Como exemplo e evocação de um fato história, vale aqui ler um desses boletins lançados, na ocasião, em versão crítica de ortografia atualizada, um intitulado Aviso ao Povo Bahiense, que assim conclamava:

Ó vós Homens Cidadãos, ó vós Povos curvados e abandonados pelo Rei, pelos seus ministros.
Ó vós Povos que estais para serdes Livres, e para gozardes dos bons efeitos da Liberdade; Ó vós Povos que viveis flagelados com o pleno poder do Indigno coroado, esse mesmo Rei que vós criastes; esse mesmo rei tirano é quem se firma no trono para vos vexar, para vos roubar e para vos maltratar.
Homens, o tempo é chegado para a vossa Ressurreição, sim para ressuscitardes do abismo da escravidão, para levantardes a Sagrada Bandeira da Liberdade.
A liberdade consiste no estado feliz, no estado livre do abatimento; a liberdade é a doçura da vida, o descanso do homem com igual paralelo de uns para outros, finalmente a liberdade é o repouso, e bem-aventurança do mundo.
A França está cada vez mais exaltada, a Alemanha já lhe dobrou o joelho, Castela só aspira a sua aliança, Roma já vive anexa, o Pontífice já está abandonado, e desterrado; o rei da Prússia está preso pelo seu próprio povo: as nações do mundo todas têm seus olhos fixos na França, a liberdade é agradável para vós defenderdes a vossa Liberdade, o dia da nossa revolução, da nossa Liberdade e da nossa felicidade está para chegar, animai-vos que sereis felizes para sempre.

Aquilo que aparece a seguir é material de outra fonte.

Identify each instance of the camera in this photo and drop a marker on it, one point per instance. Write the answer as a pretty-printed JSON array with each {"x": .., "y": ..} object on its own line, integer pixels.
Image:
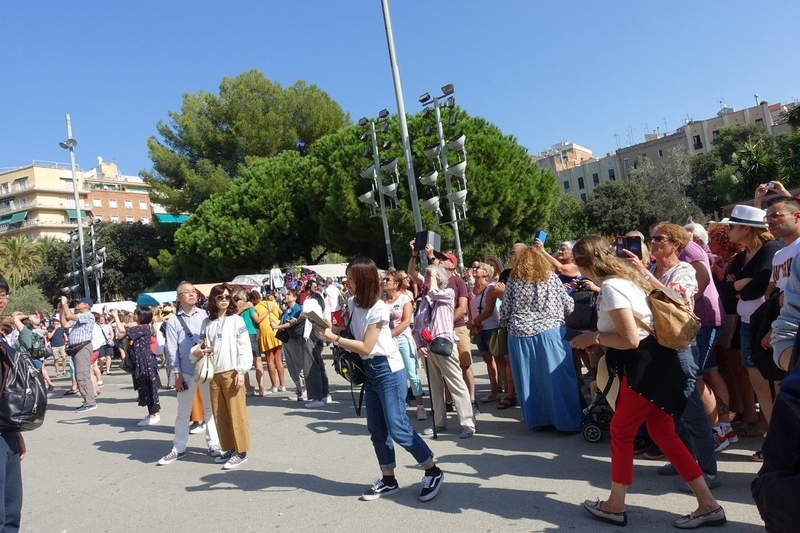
[{"x": 632, "y": 244}]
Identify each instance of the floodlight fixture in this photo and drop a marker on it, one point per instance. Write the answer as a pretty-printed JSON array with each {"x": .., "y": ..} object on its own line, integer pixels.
[
  {"x": 429, "y": 178},
  {"x": 432, "y": 150},
  {"x": 457, "y": 142},
  {"x": 457, "y": 169},
  {"x": 367, "y": 198},
  {"x": 368, "y": 173},
  {"x": 458, "y": 197},
  {"x": 390, "y": 165},
  {"x": 390, "y": 190},
  {"x": 69, "y": 143}
]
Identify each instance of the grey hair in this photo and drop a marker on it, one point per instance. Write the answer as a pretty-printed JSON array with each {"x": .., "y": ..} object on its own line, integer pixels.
[
  {"x": 439, "y": 273},
  {"x": 698, "y": 232}
]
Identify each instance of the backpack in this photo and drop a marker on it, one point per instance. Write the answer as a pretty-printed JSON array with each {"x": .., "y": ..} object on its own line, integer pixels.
[
  {"x": 23, "y": 395},
  {"x": 674, "y": 323}
]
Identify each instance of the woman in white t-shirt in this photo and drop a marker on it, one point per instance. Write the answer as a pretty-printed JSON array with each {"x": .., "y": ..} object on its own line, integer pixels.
[
  {"x": 401, "y": 309},
  {"x": 651, "y": 387},
  {"x": 385, "y": 385}
]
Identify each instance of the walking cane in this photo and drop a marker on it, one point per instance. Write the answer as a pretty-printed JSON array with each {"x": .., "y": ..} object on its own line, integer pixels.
[{"x": 430, "y": 394}]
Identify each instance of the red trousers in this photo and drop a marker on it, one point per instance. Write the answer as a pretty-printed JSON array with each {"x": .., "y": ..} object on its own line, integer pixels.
[{"x": 631, "y": 411}]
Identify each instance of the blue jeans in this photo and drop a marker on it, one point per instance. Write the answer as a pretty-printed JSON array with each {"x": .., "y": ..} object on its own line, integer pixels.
[
  {"x": 703, "y": 350},
  {"x": 11, "y": 483},
  {"x": 693, "y": 427},
  {"x": 385, "y": 400}
]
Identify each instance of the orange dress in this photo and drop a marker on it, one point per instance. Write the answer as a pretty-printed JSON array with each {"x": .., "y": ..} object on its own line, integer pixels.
[{"x": 266, "y": 335}]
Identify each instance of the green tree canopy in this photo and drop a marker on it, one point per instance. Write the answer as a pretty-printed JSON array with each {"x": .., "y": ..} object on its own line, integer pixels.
[
  {"x": 281, "y": 207},
  {"x": 206, "y": 144}
]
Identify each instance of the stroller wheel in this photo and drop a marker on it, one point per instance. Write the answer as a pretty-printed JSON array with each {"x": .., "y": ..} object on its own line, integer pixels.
[{"x": 592, "y": 432}]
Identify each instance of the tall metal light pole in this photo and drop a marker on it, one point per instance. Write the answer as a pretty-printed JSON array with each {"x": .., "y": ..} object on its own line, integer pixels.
[
  {"x": 70, "y": 145},
  {"x": 401, "y": 115}
]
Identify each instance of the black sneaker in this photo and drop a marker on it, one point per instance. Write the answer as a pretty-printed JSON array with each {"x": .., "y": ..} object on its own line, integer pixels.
[
  {"x": 430, "y": 486},
  {"x": 379, "y": 489}
]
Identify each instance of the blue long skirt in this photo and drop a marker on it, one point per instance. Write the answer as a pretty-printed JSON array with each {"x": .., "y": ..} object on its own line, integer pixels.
[{"x": 547, "y": 388}]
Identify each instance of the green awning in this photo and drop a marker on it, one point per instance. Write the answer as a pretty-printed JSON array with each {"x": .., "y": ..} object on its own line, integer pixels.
[
  {"x": 72, "y": 213},
  {"x": 168, "y": 218},
  {"x": 16, "y": 217}
]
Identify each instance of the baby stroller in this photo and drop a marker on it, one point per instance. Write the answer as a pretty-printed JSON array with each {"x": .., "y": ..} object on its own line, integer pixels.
[{"x": 596, "y": 418}]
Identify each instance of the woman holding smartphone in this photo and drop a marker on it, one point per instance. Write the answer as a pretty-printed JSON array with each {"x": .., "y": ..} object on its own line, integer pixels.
[{"x": 385, "y": 385}]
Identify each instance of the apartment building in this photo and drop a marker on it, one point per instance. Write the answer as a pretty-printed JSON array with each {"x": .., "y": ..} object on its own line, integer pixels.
[{"x": 39, "y": 199}]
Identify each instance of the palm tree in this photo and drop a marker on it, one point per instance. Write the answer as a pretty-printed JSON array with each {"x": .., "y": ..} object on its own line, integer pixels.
[{"x": 19, "y": 257}]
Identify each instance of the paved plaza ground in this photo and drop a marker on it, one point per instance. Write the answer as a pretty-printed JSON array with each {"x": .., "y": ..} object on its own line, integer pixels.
[{"x": 97, "y": 472}]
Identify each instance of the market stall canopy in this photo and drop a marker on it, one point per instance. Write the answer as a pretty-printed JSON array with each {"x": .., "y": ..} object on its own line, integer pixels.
[
  {"x": 332, "y": 270},
  {"x": 107, "y": 306}
]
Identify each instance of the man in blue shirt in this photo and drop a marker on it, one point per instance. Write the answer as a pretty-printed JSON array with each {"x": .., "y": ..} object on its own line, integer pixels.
[{"x": 80, "y": 326}]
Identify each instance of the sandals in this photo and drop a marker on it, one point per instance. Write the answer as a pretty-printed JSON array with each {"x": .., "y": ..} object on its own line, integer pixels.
[{"x": 507, "y": 402}]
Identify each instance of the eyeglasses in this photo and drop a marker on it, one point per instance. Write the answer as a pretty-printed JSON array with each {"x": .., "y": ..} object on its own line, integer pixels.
[{"x": 775, "y": 216}]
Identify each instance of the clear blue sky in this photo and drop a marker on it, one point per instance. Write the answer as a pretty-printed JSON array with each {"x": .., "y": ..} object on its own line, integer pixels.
[{"x": 542, "y": 71}]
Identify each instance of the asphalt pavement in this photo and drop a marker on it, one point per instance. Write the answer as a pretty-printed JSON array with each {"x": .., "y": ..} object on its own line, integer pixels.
[{"x": 96, "y": 472}]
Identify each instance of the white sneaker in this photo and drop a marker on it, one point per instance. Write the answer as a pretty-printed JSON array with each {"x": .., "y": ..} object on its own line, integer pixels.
[{"x": 149, "y": 421}]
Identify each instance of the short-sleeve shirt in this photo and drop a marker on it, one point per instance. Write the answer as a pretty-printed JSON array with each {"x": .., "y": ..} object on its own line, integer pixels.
[
  {"x": 459, "y": 287},
  {"x": 709, "y": 306},
  {"x": 618, "y": 293},
  {"x": 385, "y": 346},
  {"x": 782, "y": 264}
]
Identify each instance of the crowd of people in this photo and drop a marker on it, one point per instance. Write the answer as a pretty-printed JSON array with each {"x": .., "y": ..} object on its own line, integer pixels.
[{"x": 683, "y": 405}]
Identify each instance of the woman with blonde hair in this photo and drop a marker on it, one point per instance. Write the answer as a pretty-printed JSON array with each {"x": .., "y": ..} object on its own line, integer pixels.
[
  {"x": 651, "y": 383},
  {"x": 535, "y": 305}
]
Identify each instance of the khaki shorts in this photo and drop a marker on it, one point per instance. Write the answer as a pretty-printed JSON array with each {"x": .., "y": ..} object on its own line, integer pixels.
[{"x": 464, "y": 346}]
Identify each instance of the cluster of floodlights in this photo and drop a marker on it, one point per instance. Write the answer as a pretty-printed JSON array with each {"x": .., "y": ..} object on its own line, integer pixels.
[
  {"x": 456, "y": 188},
  {"x": 380, "y": 194}
]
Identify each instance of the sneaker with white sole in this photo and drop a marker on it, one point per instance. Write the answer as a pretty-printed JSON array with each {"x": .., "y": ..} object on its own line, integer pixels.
[
  {"x": 149, "y": 421},
  {"x": 235, "y": 460},
  {"x": 223, "y": 457},
  {"x": 379, "y": 489},
  {"x": 171, "y": 457},
  {"x": 431, "y": 485}
]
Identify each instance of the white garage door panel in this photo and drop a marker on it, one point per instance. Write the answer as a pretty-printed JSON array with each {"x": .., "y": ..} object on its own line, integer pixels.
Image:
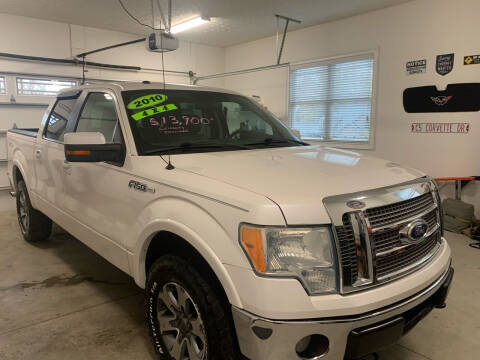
[
  {"x": 3, "y": 175},
  {"x": 3, "y": 145}
]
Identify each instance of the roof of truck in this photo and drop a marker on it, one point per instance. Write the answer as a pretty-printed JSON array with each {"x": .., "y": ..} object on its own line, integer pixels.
[{"x": 127, "y": 85}]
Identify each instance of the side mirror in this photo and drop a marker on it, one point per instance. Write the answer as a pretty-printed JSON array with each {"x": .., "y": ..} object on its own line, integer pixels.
[{"x": 91, "y": 147}]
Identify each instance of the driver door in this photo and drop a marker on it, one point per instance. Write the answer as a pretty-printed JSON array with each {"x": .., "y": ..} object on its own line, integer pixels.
[{"x": 93, "y": 191}]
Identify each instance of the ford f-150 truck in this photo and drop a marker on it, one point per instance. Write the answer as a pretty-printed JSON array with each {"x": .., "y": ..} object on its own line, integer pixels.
[{"x": 249, "y": 242}]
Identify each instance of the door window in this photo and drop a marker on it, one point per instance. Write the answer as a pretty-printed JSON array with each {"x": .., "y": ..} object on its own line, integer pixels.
[
  {"x": 58, "y": 120},
  {"x": 99, "y": 115}
]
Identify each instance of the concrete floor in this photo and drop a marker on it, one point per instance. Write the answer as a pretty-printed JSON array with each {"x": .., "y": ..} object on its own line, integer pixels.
[{"x": 60, "y": 300}]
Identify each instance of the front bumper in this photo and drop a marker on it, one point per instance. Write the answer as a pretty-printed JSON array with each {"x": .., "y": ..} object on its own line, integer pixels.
[{"x": 349, "y": 337}]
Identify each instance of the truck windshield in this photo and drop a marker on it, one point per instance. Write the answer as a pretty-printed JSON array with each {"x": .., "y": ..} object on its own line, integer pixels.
[{"x": 182, "y": 121}]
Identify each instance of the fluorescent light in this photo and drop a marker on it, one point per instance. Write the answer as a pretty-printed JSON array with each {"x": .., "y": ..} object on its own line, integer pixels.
[{"x": 188, "y": 24}]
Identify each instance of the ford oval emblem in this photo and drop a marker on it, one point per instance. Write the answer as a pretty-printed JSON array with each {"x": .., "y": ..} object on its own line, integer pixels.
[
  {"x": 355, "y": 204},
  {"x": 414, "y": 232}
]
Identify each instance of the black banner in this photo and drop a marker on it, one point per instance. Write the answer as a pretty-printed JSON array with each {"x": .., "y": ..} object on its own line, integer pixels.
[{"x": 456, "y": 98}]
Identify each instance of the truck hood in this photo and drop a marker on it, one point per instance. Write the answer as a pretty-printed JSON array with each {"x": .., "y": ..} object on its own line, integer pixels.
[{"x": 298, "y": 178}]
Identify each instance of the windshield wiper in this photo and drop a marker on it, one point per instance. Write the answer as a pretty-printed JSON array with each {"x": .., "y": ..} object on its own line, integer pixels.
[
  {"x": 192, "y": 146},
  {"x": 270, "y": 141}
]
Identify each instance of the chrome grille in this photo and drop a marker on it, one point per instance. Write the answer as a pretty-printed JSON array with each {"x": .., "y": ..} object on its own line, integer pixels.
[
  {"x": 348, "y": 251},
  {"x": 388, "y": 239},
  {"x": 396, "y": 262},
  {"x": 382, "y": 249},
  {"x": 393, "y": 213}
]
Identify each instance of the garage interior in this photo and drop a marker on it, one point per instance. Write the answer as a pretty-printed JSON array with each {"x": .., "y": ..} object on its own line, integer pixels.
[{"x": 60, "y": 300}]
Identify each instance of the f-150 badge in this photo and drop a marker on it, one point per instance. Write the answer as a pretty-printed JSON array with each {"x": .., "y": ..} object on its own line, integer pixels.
[{"x": 140, "y": 186}]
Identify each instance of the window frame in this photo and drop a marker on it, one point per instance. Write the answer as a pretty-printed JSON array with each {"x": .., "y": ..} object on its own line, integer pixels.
[
  {"x": 77, "y": 95},
  {"x": 82, "y": 101},
  {"x": 370, "y": 145}
]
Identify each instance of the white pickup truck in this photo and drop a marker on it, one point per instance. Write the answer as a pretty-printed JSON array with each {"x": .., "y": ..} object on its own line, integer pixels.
[{"x": 249, "y": 242}]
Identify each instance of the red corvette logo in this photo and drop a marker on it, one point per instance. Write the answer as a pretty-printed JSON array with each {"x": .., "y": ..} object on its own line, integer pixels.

Na verdade, esses boletins constituíram-se no mais vigoroso instrumento de divulgação dos revolucionários de 1798, como nítida compensação à inexistência de meios impressos. O professor Luiz Henrique Dias Tavares crava justamente neste ponto. “Na época não existia imprensa no Brasil. A porta da colônia estava fechada a Gutemberg; Portugal, absolutista e clerical, proibia a menor publicação, a existência mesmo de um simples prelo. Por isso, a publicidade do movimento tinha de se fazer com boletins manuscritos – e tinha de se fazer, inclusive, porque os revolucionários estavam certos das adesões e apoios de homens de destaque, como eram alguns dos Cavalheiros da Luz”. Por isso é que esses chamados boletins sediciosos, como classificados pelo poder colonial e sua Justiça, que os revoltosos espalharam por locais de afluência pública na Bahia de 1798, embora manuscritos, devem ser reconhecidos, 220 anos depois, senão como ato legítimo de imprensa, em face das precariedades técnicas da época, mas como dela alvissareiro embrião e prova coletiva de vontade redentora e modernizadora, para o Brasil, ainda injustamente desconhecida. Como reforço, cito esta iluminada conclusão do historiador Luís Henrique Dias Tavares: “Sem ter, assim, grandes episódios, sem ter, assim, chegado a eclodir a revolução, é pelo seu corpo de ideias que o movimento baiano de 1798 alteia a sua importância em nossa História”.